Sonne im Überfluss, gute kalkreiche Böden und reichlich Wasser – Georgien ist eines der wasserreichsten Länder der Welt – ließen südlich der Hänge des Hohen Kaukasus schon in früher Geschichte die Reben reifen. Die Töpferei wurde rechtzeitig erfunden und so schwören die Forscher, dass im heutigen Georgien schon 8 000 Jahre vor Christus guter Wein in die Krüge gefüllt, und sicher mit großer Lust getrunken wurde.
Wer nach Georgien reist, hat wahrscheinlich nicht zuerst den Wein im Sinn, aber schnell kommt er nicht mehr davon los. Auf Schritt und Tritt trifft der Besucher der Hauptstadt Tbilisi schlichte oder auch feinere Vinotheken, fast alle Süßwarengeschäfte oder sogar Boutiquen haben Weine im Beisortiment.
Chardonnay oder Grauburgunder finden wir hier nicht, stattdessen Saperavi, Khikhvi, Rkatsiteli, Kisi, Chinuri oder Chkhaveri. Schon weil es in der georgischen Sprache nicht wenige Worte gibt, bei denen vorm ersten Selbstlaut bis zu sieben (!) Konsonanten (Mitlaute) stehen, sprechen sich manche Weine schwer aus. Leicht über den Gaumen gehen aber alle. Die weißen sind meist trocken und bekömmlich, aber ungewohnt im Geschmack, die roten erfreuen in dunkler Farbe, sind kraftvoll und von guter Statur. Ihnen merkt man den langen Hintergrund an.
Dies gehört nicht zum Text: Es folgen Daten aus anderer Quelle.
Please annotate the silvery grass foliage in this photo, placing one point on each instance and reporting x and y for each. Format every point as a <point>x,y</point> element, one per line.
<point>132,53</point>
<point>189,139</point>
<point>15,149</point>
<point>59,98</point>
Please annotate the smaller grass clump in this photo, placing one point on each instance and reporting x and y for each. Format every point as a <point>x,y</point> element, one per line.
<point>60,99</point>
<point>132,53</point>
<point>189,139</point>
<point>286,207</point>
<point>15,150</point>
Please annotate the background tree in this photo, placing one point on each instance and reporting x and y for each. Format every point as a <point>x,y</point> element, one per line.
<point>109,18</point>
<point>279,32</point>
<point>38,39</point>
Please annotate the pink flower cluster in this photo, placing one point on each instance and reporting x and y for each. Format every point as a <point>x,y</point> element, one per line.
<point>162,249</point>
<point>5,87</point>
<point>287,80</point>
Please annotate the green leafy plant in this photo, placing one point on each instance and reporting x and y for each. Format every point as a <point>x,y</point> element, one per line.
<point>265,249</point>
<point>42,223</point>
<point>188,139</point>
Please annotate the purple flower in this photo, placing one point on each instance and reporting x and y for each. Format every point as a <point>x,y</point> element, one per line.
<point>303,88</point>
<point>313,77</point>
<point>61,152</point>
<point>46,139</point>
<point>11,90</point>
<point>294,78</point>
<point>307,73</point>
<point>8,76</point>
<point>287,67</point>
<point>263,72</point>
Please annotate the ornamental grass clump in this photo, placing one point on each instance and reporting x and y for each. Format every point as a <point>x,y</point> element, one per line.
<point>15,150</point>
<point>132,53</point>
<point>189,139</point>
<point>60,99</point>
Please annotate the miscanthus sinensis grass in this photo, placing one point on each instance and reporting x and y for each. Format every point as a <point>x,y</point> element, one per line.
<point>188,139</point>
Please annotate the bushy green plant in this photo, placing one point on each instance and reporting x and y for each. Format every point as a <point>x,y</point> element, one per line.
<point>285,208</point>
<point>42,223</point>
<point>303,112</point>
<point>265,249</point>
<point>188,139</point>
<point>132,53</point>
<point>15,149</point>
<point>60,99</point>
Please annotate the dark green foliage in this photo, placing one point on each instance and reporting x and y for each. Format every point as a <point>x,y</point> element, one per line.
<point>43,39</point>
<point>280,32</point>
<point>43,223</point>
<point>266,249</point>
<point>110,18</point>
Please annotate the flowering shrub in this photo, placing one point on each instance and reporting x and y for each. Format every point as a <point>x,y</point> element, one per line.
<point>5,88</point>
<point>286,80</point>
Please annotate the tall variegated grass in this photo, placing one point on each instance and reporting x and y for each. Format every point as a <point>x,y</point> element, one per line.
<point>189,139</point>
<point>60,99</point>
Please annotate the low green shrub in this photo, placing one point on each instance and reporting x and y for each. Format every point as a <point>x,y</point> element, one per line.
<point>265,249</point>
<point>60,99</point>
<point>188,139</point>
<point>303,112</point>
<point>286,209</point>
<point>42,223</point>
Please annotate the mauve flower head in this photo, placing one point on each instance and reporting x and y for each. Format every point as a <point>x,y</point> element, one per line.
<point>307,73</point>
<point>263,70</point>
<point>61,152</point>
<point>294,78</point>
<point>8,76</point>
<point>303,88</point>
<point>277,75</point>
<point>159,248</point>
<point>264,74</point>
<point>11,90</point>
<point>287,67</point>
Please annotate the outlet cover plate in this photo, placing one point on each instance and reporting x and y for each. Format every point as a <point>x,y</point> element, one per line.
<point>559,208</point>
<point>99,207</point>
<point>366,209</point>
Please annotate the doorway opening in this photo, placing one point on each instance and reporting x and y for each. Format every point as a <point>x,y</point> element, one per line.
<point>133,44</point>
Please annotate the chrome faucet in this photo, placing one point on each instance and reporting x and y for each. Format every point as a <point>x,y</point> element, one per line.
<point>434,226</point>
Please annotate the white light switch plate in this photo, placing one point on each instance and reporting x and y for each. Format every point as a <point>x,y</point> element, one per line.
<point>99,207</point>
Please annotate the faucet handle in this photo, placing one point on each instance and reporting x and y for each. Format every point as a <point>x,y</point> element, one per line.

Hergestellt werden die Weine heute auf technologisch höchstem Niveau wie in Europa, Australien oder Südafrika. Immerhin erntete und verarbeitete das Land in ausklingenden Sowjetzeiten pro Jahr 800 000 Tonnen Trauben. Russisches Einfuhrverbot für georgischen Wein traf das Land daher hart.
Wir schauten uns östlich von Tbilisi an der Kachetinischen Weinstraße um, fanden malerische Klöster und Burgen und natürlich viele Weingüter, denen schon von Weitem ausländisches Investment anzusehen ist, auch schicke einheimische Betriebe, viele Dörfer aber auch, in denen lange niemand einen Zaun geradegerückt oder Farbe und Pinsel zur Hand genommen hat. Das Land und sein Wein sind noch nicht aus der Krise.
Aber es gibt, wo starke Familienverbände leben, den Aufbruch. Zaza Kbilashvili ist Winzer und zugleich in langer Familientradition Töpfer. Er baut die riesigen Amphoren, in denen seit jeher georgischer Wein ausgebaut wird. Im christlichen Land verortet er den Wein materiell und spirituell: Wer Wein trinkt, ist mit Christus und damit heilig, wie es in der Bibel steht. Sie tut ihm mental und materiell gut, diese Sichtweise. Er bewirtet uns großzügig und erklärt die mühsame Arbeit des Schicht um Schicht Aufbauens und später Brennens der dickbauchigen, unten spitzen Amphoren. Qvevris heißen die. Wenn die Trauben mit nackten Füßen zerstampft sind, kommt der Ansatz in diese Qvevris, die im Weingut in die Erde eingegraben und oben fest verschlossen sind. Erst wenn der Wein nach Monaten gereift ist, wird wieder geöffnet. An dieser archaischen Technologie hat sich offenbar über 10 000 Jahre nichts geändert. Und so zeigen uns viele Beispiele frühester Bildkunst in Museen, dass Trauben und Krüge und trinkende Gesellschaften immer schon ein beliebtes Sujet waren. Die heilige Nino, wir erwähnten es, die im 4. Jahrhundert den christlichen Glauben in dieses Land brachte, hat ein Kreuz aus Rebenästen mit ihrem Haar, Sinnbild der für Wein so wichtigen Sonnenstrahlen, gebunden.
Uns zieht es zurück nach Tblisi zur alten Heerstraße.